Integrating and Reconciling Past and Present Findings.

The findings of this study, which phase types large numbers of SAD patients based on a reliable physiological marker with respect to actigraphically documented sleep times, are consistent with those previously reported and provide explanations for most of the discrepancies in the literature. For example, absence of PAD 6 phase typing could be why some studies did not find antidepressant differences between morning and evening light (26, 38) and why these differences were usually more apparent in complete remission rates (9, 11) (perhaps the complete remitters were the ones who received the correct treatment). Failure to consistently find a statistically significant pretreatment phase delay (14, 25, 26) is explained by a phase-advanced subgroup larger than previously assumed.
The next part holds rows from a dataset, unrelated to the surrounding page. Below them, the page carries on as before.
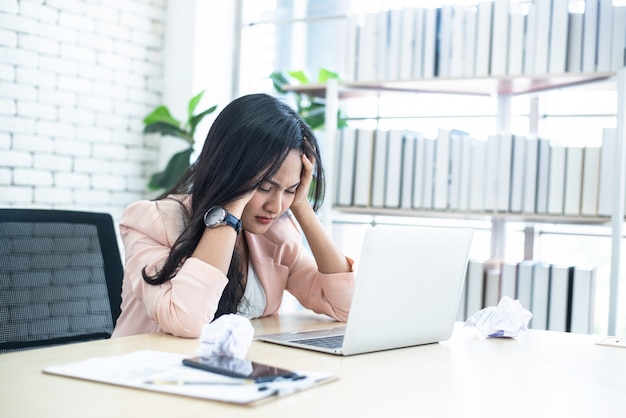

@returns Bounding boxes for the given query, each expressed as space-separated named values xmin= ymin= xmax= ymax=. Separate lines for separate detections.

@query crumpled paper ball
xmin=465 ymin=296 xmax=533 ymax=337
xmin=196 ymin=314 xmax=254 ymax=359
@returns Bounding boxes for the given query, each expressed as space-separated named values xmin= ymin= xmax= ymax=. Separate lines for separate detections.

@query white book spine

In the Terman et al. (23) morning vs. evening light cross-over study, the correlation with morning light did not reveal a therapeutic window for optimal circadian alignment (instead, they found a statistically significant linear relationship: the greater the phase advance to morning light, the greater the antidepressant response). We undertook several types of analyses (in addition to those reported above) on our corresponding data, but we were not able to replicate their finding. However, their subjects may not have shifted across the therapeutic window to the same extent as our PM-melatonin-treated subjects, because the average posttreatment DLMO clock time of our PM-melatonin subjects was 37 min earlier than their morning light subjects. Perhaps a more important difference between our conclusions and those of the Terman group is that theirs include a recommendation of earlier morning light exposure for SAD patients who are relatively less phase delayed, whereas we might have considered some of these patients as belonging to the phase-advanced subgroup, for whom, even before the present study was undertaken (19), we would have recommended evening light treatment.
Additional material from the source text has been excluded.